No farmer would ever be satisfied with initial growth killed off before harvest. If the soil in any portion of his field produced that result, he’d never plant there again.
A crop that didn’t last all the way to harvest was a financial disaster. The response wouldn’t be a shrug and an Oh well.
It would be more akin to sackcloth and ashes.
I realize that most scholars see the soil in this parable as representing the condition of individual hearts—and I agree. But the underlying principles are not only true for individuals; they are also true for the ministry of a local church.
I also realize that this passage could easily springboard us into a centuries-old debate about eternal security. But that’s not my point or within the scope of this book. Wherever you personally land on that one, the question of the day remains the same: What does Jesus’ parable about the four soils have to say about the way we do church?
To my thinking it says a lot. And one of the most important things it says about our churches is that stickiness matters.
The Purpose of This Book
Don’t take what I’ve said to mean that I’m against trying to open the front door wider. I’m not. I’d like to open it as wide as possible. It’s just that I’ve learned that if left alone, the back door never closes itself. We have to intentionally slam it shut.
In the following pages we’ll explore how to do that. We’ll see what makes a church sticky, from its values and priorities to its structures, programs, and practices.
In particular we’ll look in depth at sermon-based small groups, a lecture-lab model for studying the weekend sermon in-depth during the week. We’ll see how they work. We’ll explain why they have the power to make your church especially sticky. And we’ll discover why so many of the traditional small group models we’ve tried in the past sound great but don’t work all that well in real life.
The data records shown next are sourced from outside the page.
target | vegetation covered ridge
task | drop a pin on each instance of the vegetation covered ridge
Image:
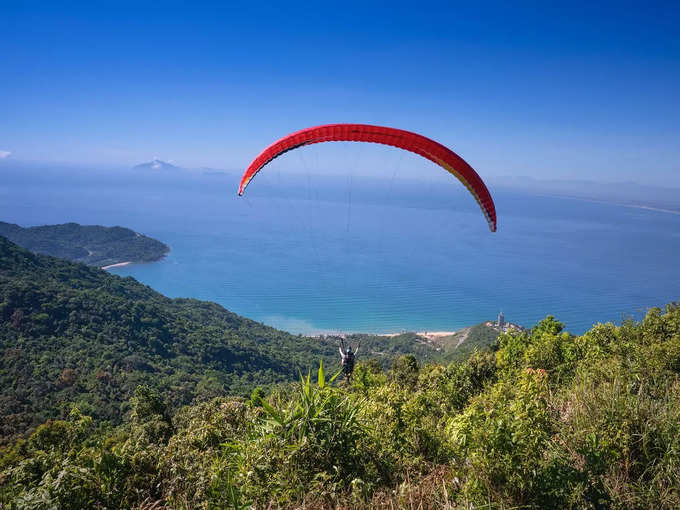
(75, 334)
(93, 245)
(545, 420)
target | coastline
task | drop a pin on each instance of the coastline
(119, 264)
(426, 334)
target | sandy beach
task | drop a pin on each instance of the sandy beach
(427, 334)
(120, 264)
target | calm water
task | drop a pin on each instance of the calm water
(309, 254)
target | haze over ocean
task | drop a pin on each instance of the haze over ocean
(298, 254)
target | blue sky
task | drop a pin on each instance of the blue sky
(553, 92)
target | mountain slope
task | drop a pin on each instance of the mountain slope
(70, 333)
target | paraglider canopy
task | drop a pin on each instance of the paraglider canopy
(413, 142)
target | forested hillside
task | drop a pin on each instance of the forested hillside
(74, 334)
(547, 420)
(90, 244)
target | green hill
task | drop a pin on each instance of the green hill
(90, 244)
(72, 333)
(547, 420)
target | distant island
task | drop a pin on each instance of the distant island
(93, 245)
(156, 164)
My goal is to provide you with a working model that you can adopt and change until it’s ready to be put into play in your unique ministry setting.
I’ve deliberately written in a conversational tone. I hope you’ll feel like we’re hanging out, discussing the ins and outs of ministry, sipping a latte at our favorite gathering place. I’ll tell you my story. You decide what works for you and what doesn’t.
Much of this story will be told through the lens of North Coast Church, located in a suburb north of San Diego. Since 1980 I’ve had the privilege of pastoring an amazing group of people who’ve been willing to innovate but also—perhaps more important—abandon programs and traditions that no longer work.
That means that these insights, programs, and principles have all been hammered out on the anvil of local church ministry, not only at North Coast Church but also in the many churches that have already adopted their own version of sermon-based small groups.
And unlike many books on ministry, this isn’t the result of a rush to publish. It’s not about the newest next big thing.
It’s not based on an unproven track record of two or three years. It’s the result of decades of successes, failures, refinements, and midcourse corrections.
Even more important, these principles scale. They (and the sermon-based small group model) worked just as well when we were a small church of less than two hundred adults as they do today in a multisite megachurch with more than seven thousand in weekend attendance.